Their Majesties Emperor Akihito and Empress Michiko at the LTCCE view deck with IRRI scientist Yoichiro
Fuente: IRRI |
LOS BAÑOS, Philippines – Their Majesties Emperor Akihito and Empress Michiko received an overview of the International Rice Research Institute (IRRI) and the institute’s vibrant partnership with Japan during a short visit to the IRRI headquarters on Friday afternoon (29 January).
IRRI Director General Matthew Morell presented the institute's goals, financial supporters, and some prominent Japanese scientists who have been associated with the institute.
Emperor Akihito and Empress Michiko were briefed by V. Bruce J. Tolentino, deputy director general for communication and partnerships, on some of the improved rice varieties developed at IRRI. "Their Majesties expressed special interest in IRRI's work on climate-ready rice, particularly submergence-tolerant rice," Tolentino reported. "They also seemed pleased about the long-term relationship IRRI has had with the Japan International Research Center for Agricultural Sciences (JIRCAS), and that the institute has always had a Japanese national on its board of trustees since its founding in 1960."
JIRCAS has through the years sent several Japanese scientists to work on collaborative projects at IRRI, under a special contribution from the Japanese government.
Japanese scientists on the IRRI staff interacted with the Imperial Couple.
Takashi Yamano discussed the institute’s contributions to the Green Revolution. “They asked many questions about rice production and our contribution to increasing rice seeds and reducing rice prices,” Yamano said. “They were very interested in our work.”
The Japanese Imperial Couple at IRRI.
(Photo: IRRI/Isagani Serrano)
Keiichi Hayashi showcased Japan’s contributions to IRRI over the past decades. “They were curious about various stresses being caused by climate change that affect rice,” Hayashi said.

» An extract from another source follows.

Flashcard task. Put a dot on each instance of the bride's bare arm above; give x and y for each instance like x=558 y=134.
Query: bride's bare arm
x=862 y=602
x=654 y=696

The Imperial Couple visited the Long-term Continuous Cropping Experiment (LTCCE) where Yoichiro Kato explained the importance of the world's longest-running rice research project. “They were quite surprised that we have been planting rice at the LTCCE three times a year,” Kato said. “In Japan, farmers usually plant only one crop a year. They were very interested in the different effects of fertilizer and pests on rice plants. Her Majesty was particularly keen on salt-tolerant rice."
Rice played a significant role in the creation of Japan. According to Japanese mythology, Amaterasu, a major deity of the Shinto religion and the Sun Goddess and the universe gifted one of her descendants with rice. That descendant was Jinmu, the legendary first emperor of Japan. Emperor Jinmu was tasked with turning Japan into a land of rice.
Japan’s creation myths were about “the transformation of a wilderness into a land of abundant rice at the command of the Sun Goddess, whose descendants, the emperors, rule the country by officiating at rice rituals,” said Emiko Ohnuki-Tierney, a Japanese anthropologist and authority on its rice. Japan’s emperors became priest-kings whose functions revolved around the rice crop.
As Jinmu's 125th direct heir, Emperor Akihito is currently Japan's rice-farmer-in-chief, according to Ohnuki-Tierney. Emperor Akihito has maintained his ties to rice. Every year, he plants and harvests rice at the paddy on the Imperial Palace grounds, a tradition started by his late father, Emperor Showa, in 1927.
The Japan-IRRI partnership dates back to 1960 when IRRI was established. Since then, Japan has provided leadership to IRRI with a representative on the IRRI board of trustees. The government of Japan has been one of IRRI’s most generous financial supporters, having given a total of more than USD 211 million since 1971.